Adding an S3 VPC endpoint
Navigate to Services > VPC > Endpoints, and select the tempting big blue Create Endpoint button:
Now we have to tell AWS what type of endpoint we want to create. Search for s3, and select the com.amazonaws..s3 Service Name:
Next up we need to select where we want the VPC endpoint to apply. Select your VPC, then select your private route table (the one that is associated with the private subnet). Leave the policy as Full Access, meaning that the S3 endpoint will allow requests through to the S3 service for any AWS account.
Select Create endpoint:
You will see this success page:
In the background AWS will have updated your route table to include the route to the S3 endpoint. Go to Services > VPC > Route Tables and select the route table to which you just added the S3 endpoint.
If you click on Routes you can see the new route that was added (this may take a minute to appear):
Trying the S3 AWS CLI command again
Back on our private instance, let’s try that
aws s3 ls --region <region> command again:
Success! The AWS CLI S3 command has successfully sent a request via the VPC endpoint to the S3 service to list out our buckets.
We’ve seen that accessing S3 from a private subnet that doesn’t have any internet access is possible thanks to the S3 VPC endpoint.
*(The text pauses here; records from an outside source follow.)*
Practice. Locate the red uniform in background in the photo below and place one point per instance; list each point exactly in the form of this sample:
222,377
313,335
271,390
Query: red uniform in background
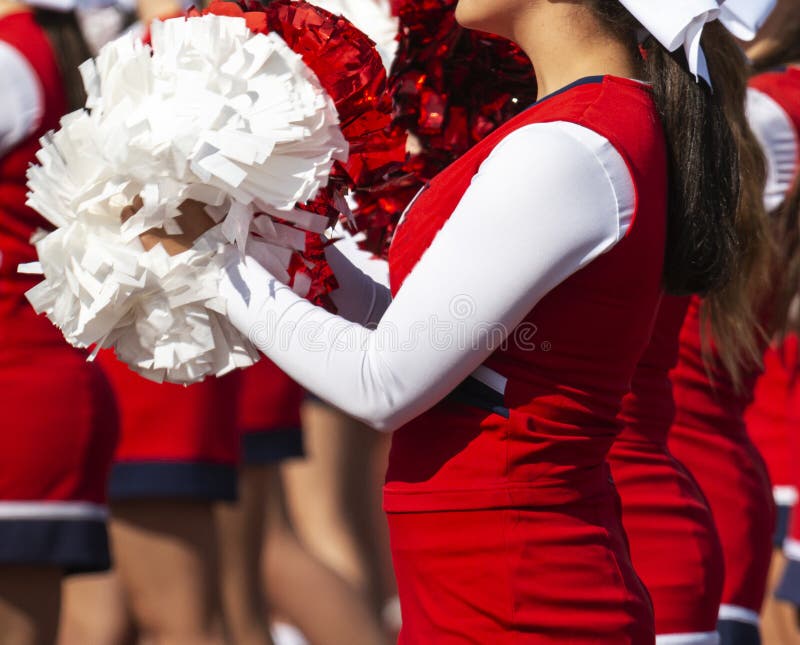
59,423
269,415
674,542
774,418
175,441
710,438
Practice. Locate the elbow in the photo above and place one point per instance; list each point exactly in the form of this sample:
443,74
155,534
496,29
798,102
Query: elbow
385,415
383,421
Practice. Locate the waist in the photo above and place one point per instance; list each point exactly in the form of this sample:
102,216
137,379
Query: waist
460,457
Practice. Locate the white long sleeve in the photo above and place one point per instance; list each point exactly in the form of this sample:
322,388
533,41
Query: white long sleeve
779,141
21,100
547,201
363,294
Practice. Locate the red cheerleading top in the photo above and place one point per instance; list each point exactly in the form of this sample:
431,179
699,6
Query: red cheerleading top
548,436
775,413
782,86
648,409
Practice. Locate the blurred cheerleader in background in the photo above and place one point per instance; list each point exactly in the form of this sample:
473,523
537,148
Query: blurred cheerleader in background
59,426
504,524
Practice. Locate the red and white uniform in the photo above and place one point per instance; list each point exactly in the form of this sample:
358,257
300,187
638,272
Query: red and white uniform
530,272
175,441
59,421
269,415
774,111
774,418
674,542
709,437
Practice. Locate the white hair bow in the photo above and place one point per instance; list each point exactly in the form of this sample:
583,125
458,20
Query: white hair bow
680,22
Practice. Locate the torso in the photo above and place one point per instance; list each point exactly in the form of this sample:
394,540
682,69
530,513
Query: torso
569,364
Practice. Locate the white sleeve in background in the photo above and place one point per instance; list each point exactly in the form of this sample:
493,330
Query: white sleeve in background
21,100
363,294
779,141
548,200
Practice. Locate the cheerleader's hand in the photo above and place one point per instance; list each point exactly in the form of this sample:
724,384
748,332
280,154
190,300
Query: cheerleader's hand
193,221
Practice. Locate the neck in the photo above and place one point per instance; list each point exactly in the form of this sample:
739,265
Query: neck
566,42
12,6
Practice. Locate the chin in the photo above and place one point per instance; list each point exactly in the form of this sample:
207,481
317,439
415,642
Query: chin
482,15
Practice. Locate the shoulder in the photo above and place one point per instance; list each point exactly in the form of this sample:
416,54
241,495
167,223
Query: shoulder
776,134
562,162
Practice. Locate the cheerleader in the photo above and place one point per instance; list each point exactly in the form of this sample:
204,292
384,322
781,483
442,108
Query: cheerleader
177,456
258,546
710,419
59,421
773,418
529,272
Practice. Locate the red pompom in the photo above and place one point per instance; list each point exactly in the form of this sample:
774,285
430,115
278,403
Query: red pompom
351,72
451,87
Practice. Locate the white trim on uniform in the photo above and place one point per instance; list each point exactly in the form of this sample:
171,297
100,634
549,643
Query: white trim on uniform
697,638
738,614
773,128
785,495
791,549
21,98
52,511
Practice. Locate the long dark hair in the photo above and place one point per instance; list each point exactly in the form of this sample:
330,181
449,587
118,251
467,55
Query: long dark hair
70,49
717,237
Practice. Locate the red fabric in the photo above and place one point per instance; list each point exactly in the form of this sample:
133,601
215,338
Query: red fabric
169,422
268,399
565,391
774,415
508,530
782,86
544,576
709,437
662,505
59,422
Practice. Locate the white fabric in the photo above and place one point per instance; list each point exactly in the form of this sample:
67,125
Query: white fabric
791,549
548,200
699,638
680,23
52,511
21,98
214,113
779,141
738,614
784,495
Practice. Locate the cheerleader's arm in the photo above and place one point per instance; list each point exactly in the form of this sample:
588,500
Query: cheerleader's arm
547,201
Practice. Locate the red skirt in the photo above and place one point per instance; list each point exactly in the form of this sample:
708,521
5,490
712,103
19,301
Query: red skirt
175,441
521,576
675,547
57,439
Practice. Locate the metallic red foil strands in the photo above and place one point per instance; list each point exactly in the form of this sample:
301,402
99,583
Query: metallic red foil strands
350,70
450,88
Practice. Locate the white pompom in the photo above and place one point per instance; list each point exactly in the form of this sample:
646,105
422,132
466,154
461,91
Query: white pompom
214,113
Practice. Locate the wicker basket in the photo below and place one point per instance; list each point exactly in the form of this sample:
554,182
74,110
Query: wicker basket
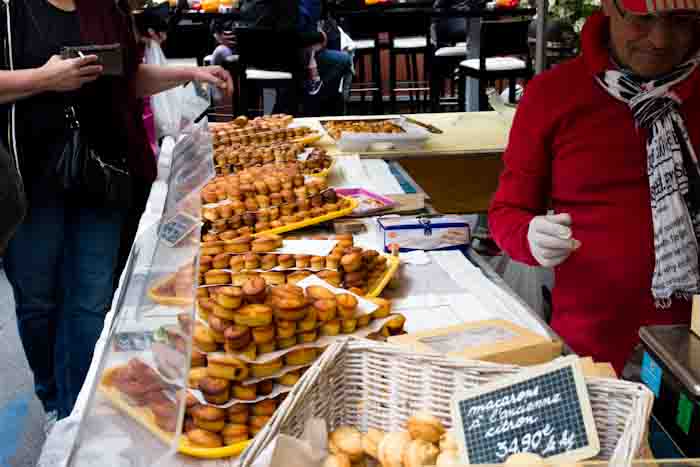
369,384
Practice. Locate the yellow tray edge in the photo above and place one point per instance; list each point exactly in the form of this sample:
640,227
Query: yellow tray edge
394,264
145,419
314,220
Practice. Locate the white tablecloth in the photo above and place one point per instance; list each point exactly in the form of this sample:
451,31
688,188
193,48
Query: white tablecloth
446,290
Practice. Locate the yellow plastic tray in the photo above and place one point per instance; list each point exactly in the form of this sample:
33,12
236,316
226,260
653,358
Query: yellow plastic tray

Once created, it automatically updates the route table of the private subnet to allow S3 requests to reach the S3 service.
You may be thinking as an alternative to this you could allow access to the internet from your private EC2 instance, by setting up an AWS NAT Gateway in your public subnet. This is true, but bear in mind the additional cost of the NAT Gateway. An AWS S3 VPC endpoint, on the other hand, is free.
From a security standpoint, the S3 VPC endpoint is a robust solution because you’re only allowing traffic out to the S3 service specifically, and not the whole internet. If this fits in with your use case, then the S3 VPC endpoint could be the way to go.